Auch wenn er eigentlich nichts dafür kann.
„Nächtlichen Ausflügen!" verbessert Joyce ihn sofort und lächelt teuflisch. „Du machst das öfter?" fragt er fassungslos nach und wieder einmal lässt er alle Gefühle heraus, obwohl er eigentlich cool bleiben wollte. Dafür scheint Joyce ihre Überlegenheit viel zu sehr zu genießen. „Wie gesagt: Gute Mädchen sind Böse Mädchen die noch nie erwischt wurden!" sagt sie lächelnd und wirkt plötzlich gelangweilt. Erst jetzt bemerkt er den knallroten Lippenstift auf ihren Lippen, der durch den gerade auftauchenden Mond zu glänzen beginnt und ihre geschwungen Lippen betont. Ihm fällt zum ersten Mal auf, wie hübsch das Mädchen vor ihm doch ist. „Willst du mir sagen, dass du täglichen durch die Nächte streifst?" fragt Sean und schaut sich besorgt um. Er ist schon darauf gefasst gleich seinen wütenden Vater vor zu finden, der ihm schreiend den Kopf abreißt.
„Natürlich oder denkst du wirklich das ich jeden Abend bis in die Nacht hinein lerne?" fragt Joyce herablassend und lacht humorlos. In ihrer Stimme schwingt Arroganz mit und plötzlich fühlt sich der Junge naiv und dumm.
„Jetzt verstehe ich gar nichts mehr!" stöhnt er leise auf und denkt an die vielen Abende, an denen Jocye ihm und seinem Vater brav erzählt hatte, dass sie in ihrem Zimmer lernt. Nie hatte er dahinter eine Lüge erwartet. „Inzwischen müsstest du doch wissen dass ich es faustdick hinter den Ohren habe!" grinst sie hämisch und sofort muss er an verschiedene Situation denken. Auch wenn keine von ihnen ihr Gesagtes unterstützen würde.

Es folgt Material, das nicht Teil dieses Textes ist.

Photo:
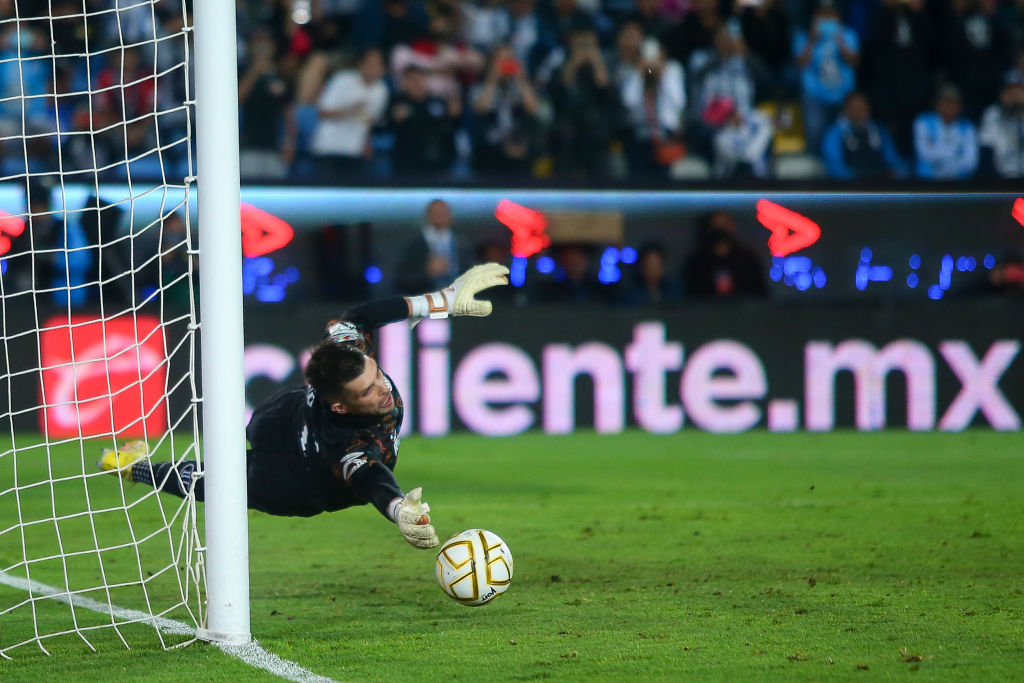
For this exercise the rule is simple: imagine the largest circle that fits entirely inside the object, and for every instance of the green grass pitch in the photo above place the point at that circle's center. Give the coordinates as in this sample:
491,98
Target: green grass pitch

„Dir ist schon klar, dass wir beide sowas von Tod sind wenn dein Vater uns erwischt!" versucht Sean die Frau zum Umkehren zu Bewegen. Immerhin kann er gerne auf einen weiteren Streit mit seinem eigenen Vater verzichten. „Du bist dann sowas von Tod. Immerhin hast du mich doch zu dieser grausamen Tat gezwungen!" erwidert Joyce mit einem unschuldigen Lächeln und einem fast schon ängstlichen Gesichtsausdruck. Geschockt von ihrer Skrupellosigkeit starrt Sean das Mädchen sprachlos an.
„Du hast Recht und deshalb werde ich jetzt gehen!" sagt er anschließend und verdreht über die plötzliche Sturheit der jungen Frau die Augen. Ihm wird bewusst, dass er sie als schüchternes Mädchen und Einser-Schülerin viel mehr mag.
„Geh halt! Ich habe eh noch was vor!" grinst die junge Frau provozierend und zuckt dabei locker mit den Schultern. „Schön für dich aber glaub mir wenn dein Vater dich hier sieht hast du die nächsten Millionen Nächten nichts mehr vor!"
Mit diesen prophezeihenden Worten dreht sich Sean möglichst selbstbewusst um und macht sich schlendernd auf den Weg, um endlich nach Hause zu gehen. Im Gegensatz zu der jungen Frau wollte er nicht allzulange wegbleiben.
„Aber denk dran Sean - Gute Mädchen sind Böse Mädchen die noch nicht erwischt wurden!" ruft Joyce dem jungen Mann nach bevor sie lächelnd die andere Richtung einschlägt.